Dejar atrás la oficina en Vigo y enfilar la AP-9 hacia el norte siempre tiene algo de catártico, especialmente cuando el destino promete una de mis debilidades absolutas. Mi prometida y yo llevábamos semanas con la idea en la cabeza: una cena sin prisas, lejos de las pantallas, de los clientes y de las auditorías SEO, centrada únicamente en el calor del fuego y el buen producto. Santiago de Compostela nos recibió con esa humedad característica, un ambiente fresco que te invita a buscar refugio y, sobre todo, con la majestuosidad de su piedra oscura que parece cobrar vida bajo la luz de las farolas al anochecer.

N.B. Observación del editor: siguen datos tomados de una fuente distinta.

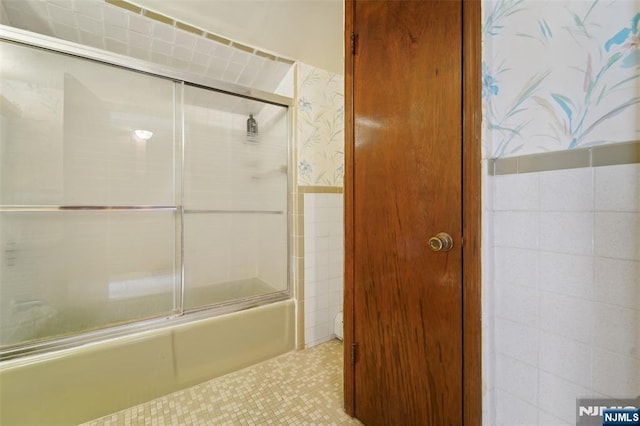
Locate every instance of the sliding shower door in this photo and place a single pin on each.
(235, 198)
(88, 210)
(125, 196)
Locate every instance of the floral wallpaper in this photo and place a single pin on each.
(559, 75)
(320, 123)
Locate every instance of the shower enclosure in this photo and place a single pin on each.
(130, 195)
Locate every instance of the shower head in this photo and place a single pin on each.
(252, 129)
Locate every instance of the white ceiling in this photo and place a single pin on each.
(307, 30)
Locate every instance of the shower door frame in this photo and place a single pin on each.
(179, 78)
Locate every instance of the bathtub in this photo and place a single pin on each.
(79, 384)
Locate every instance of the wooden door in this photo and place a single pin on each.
(404, 301)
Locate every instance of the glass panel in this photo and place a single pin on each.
(67, 138)
(235, 198)
(68, 132)
(66, 272)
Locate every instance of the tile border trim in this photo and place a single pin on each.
(123, 4)
(597, 156)
(310, 189)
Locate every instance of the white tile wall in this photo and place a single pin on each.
(564, 298)
(324, 265)
(105, 26)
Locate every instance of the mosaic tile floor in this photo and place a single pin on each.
(297, 388)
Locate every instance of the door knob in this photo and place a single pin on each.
(441, 242)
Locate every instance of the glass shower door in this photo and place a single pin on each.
(235, 198)
(88, 211)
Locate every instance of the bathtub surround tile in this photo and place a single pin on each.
(301, 387)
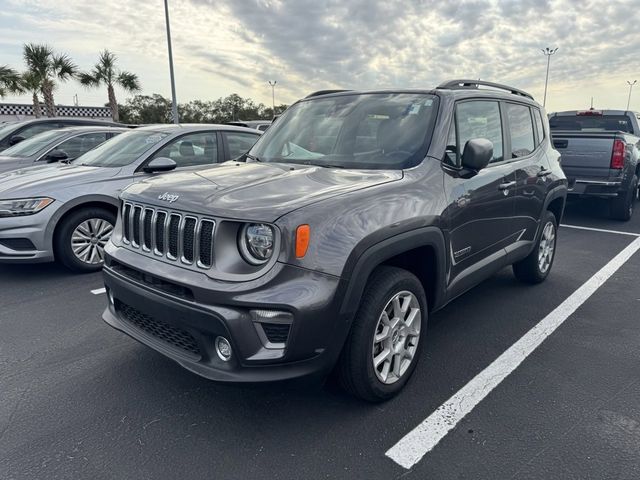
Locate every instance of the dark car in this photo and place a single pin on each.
(67, 212)
(14, 132)
(63, 144)
(355, 216)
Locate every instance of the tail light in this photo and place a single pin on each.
(617, 156)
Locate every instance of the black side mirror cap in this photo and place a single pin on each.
(477, 154)
(160, 164)
(56, 156)
(15, 140)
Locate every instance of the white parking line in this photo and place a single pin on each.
(618, 232)
(422, 439)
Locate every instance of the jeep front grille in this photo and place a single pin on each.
(171, 235)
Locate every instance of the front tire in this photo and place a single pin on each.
(81, 238)
(384, 344)
(621, 207)
(536, 266)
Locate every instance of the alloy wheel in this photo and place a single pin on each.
(396, 337)
(89, 239)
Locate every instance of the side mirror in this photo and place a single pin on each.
(160, 164)
(477, 154)
(15, 139)
(56, 155)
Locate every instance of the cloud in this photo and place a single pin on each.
(225, 46)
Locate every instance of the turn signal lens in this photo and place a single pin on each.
(303, 234)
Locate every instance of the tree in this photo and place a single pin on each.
(105, 73)
(48, 67)
(9, 80)
(30, 82)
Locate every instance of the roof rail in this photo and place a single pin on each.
(474, 84)
(325, 92)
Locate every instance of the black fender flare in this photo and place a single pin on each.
(357, 271)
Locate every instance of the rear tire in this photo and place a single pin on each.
(387, 330)
(81, 237)
(621, 207)
(536, 266)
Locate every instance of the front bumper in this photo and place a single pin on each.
(182, 317)
(25, 239)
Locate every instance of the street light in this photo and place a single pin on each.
(548, 52)
(631, 84)
(273, 97)
(174, 104)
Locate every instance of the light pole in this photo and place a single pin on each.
(174, 103)
(548, 52)
(631, 84)
(273, 97)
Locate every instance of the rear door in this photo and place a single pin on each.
(481, 209)
(525, 141)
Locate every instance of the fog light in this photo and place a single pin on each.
(223, 349)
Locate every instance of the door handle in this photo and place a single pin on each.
(507, 186)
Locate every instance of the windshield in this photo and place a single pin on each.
(371, 131)
(121, 150)
(591, 123)
(33, 145)
(6, 128)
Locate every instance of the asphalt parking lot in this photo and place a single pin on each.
(80, 400)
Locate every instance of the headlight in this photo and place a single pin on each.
(23, 206)
(256, 243)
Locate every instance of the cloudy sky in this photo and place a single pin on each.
(236, 46)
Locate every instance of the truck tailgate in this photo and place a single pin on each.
(584, 155)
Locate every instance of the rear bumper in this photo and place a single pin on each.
(185, 329)
(595, 188)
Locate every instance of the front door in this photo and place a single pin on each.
(481, 209)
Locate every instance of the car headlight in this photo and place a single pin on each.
(256, 243)
(23, 206)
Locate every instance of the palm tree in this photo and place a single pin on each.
(30, 82)
(9, 80)
(48, 67)
(105, 73)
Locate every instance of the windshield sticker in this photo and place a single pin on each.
(153, 138)
(414, 109)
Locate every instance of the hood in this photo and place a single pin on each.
(253, 191)
(11, 163)
(50, 179)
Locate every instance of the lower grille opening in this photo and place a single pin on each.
(169, 334)
(18, 244)
(155, 282)
(276, 332)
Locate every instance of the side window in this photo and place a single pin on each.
(480, 119)
(539, 125)
(521, 128)
(76, 146)
(239, 143)
(31, 130)
(191, 149)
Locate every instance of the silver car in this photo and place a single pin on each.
(66, 212)
(62, 145)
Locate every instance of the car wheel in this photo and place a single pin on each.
(621, 207)
(537, 265)
(81, 238)
(383, 346)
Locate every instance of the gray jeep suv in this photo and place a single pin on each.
(349, 222)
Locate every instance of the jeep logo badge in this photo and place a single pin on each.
(168, 197)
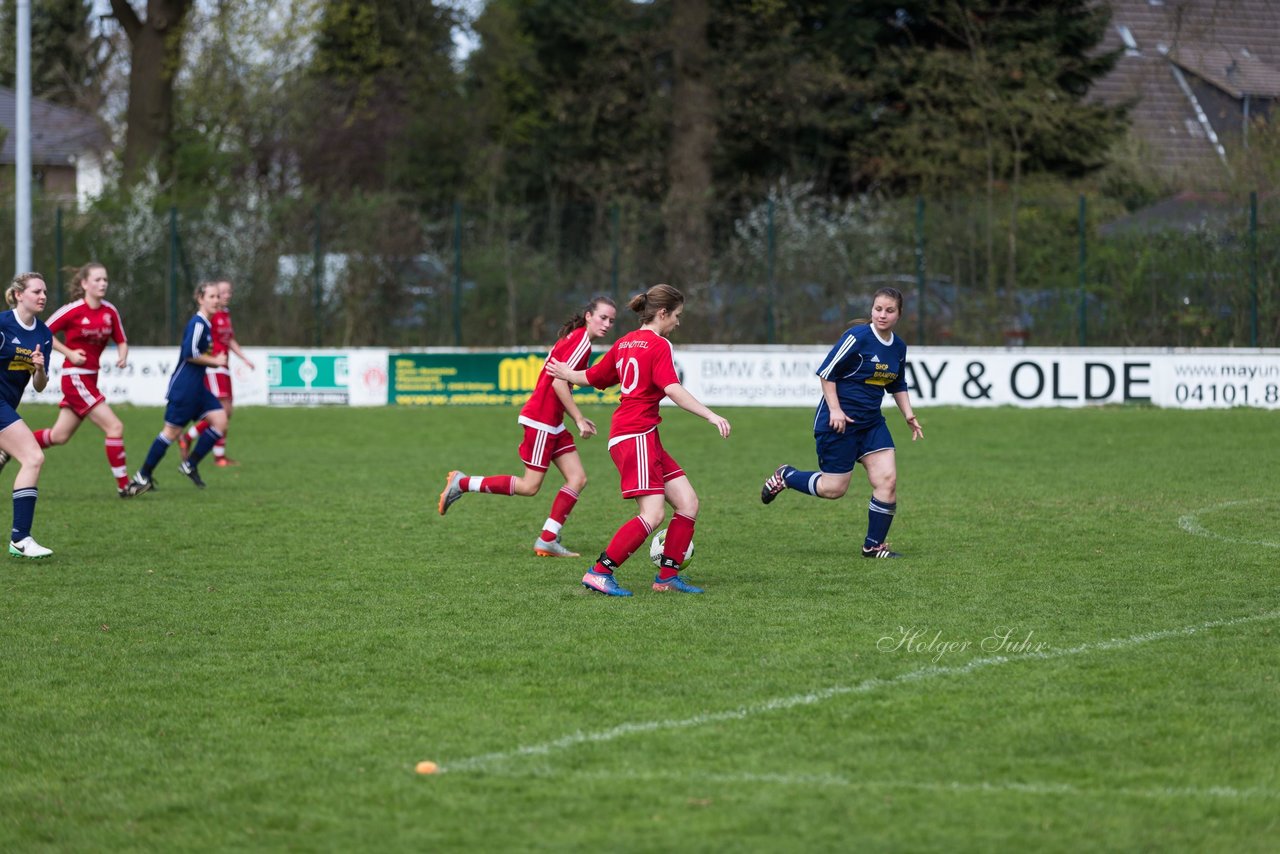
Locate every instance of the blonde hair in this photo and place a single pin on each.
(19, 286)
(654, 300)
(77, 288)
(202, 287)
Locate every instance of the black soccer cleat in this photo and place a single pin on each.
(190, 470)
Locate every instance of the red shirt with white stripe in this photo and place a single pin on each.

No íbamos buscando las clásicas tapas de la Rúa do Franco, aunque el paseo por las callejuelas iluminadas del casco histórico siempre es el mejor preámbulo. Nuestro objetivo era un restaurante carne a la brasa en Santiago de Compostela. Al cruzar la pesada puerta de madera del restaurante, el aroma inconfundible a humo de leña de encina nos envolvió al instante. Es un olor primario, casi ancestral, que automáticamente despierta el apetito y te hace olvidar cualquier estrés de la semana. Nos acomodaron en una mesa tranquila, lo suficientemente cerca del calor de las brasas como para poder observar de reojo la danza hipnótica del fuego.
El ritual comenzó con la liturgia habitual: la elección de la pieza. Nos decantamos por un chuletón de vaca rubia gallega, con una maduración de unos cuarenta días, el punto exacto donde la carne gana profundidad sin perder su identidad. Mientras esperábamos, abrimos boca con algo sencillo pero infalible: un queso del país ligeramente fundido y una copa de un buen Mencía de la Ribeira Sacra, estructurado, terroso y perfecto para acompañar lo que estaba por venir.
Y entonces llegó el momento cumbre. La carne hizo su aparición sobre una fuente de barro refractario, chisporroteando, luciendo esa costra caramelizada y oscura en el exterior que escondía un corazón de un rojo intenso, tierno y extremadamente jugoso. Unas escamas de sal marina gruesa eran el único aderezo que necesitaba. El primer bocado fue una absoluta explosión de sabor: los matices de la maduración, el toque sutilmente ahumado de la brasa y la textura mantecosa de la grasa infiltrada deshaciéndose en el paladar. No hacían falta palabras; una simple mirada de asentimiento a través de la mesa confirmaba que el viaje había valido la pena.
Rematamos la cena compartiendo un postre suave y un café solo, disfrutando de la calma que deja una buena sobremesa gallega. Al salir de nuevo a las calles empedradas de Santiago, el contraste del aire fresco de la noche terminó de redondear la experiencia. Caminamos un rato en silencio hacia la plaza del Obradoiro, casi vacía a esas horas, bajo la sombra imponente de la Catedral. Hay noches que no necesitan de grandes eventos para ser memorables; a veces, la perfección reside simplemente en la compañía adecuada, la magia del fuego y el respeto absoluto por el mejor producto de nuestra tierra.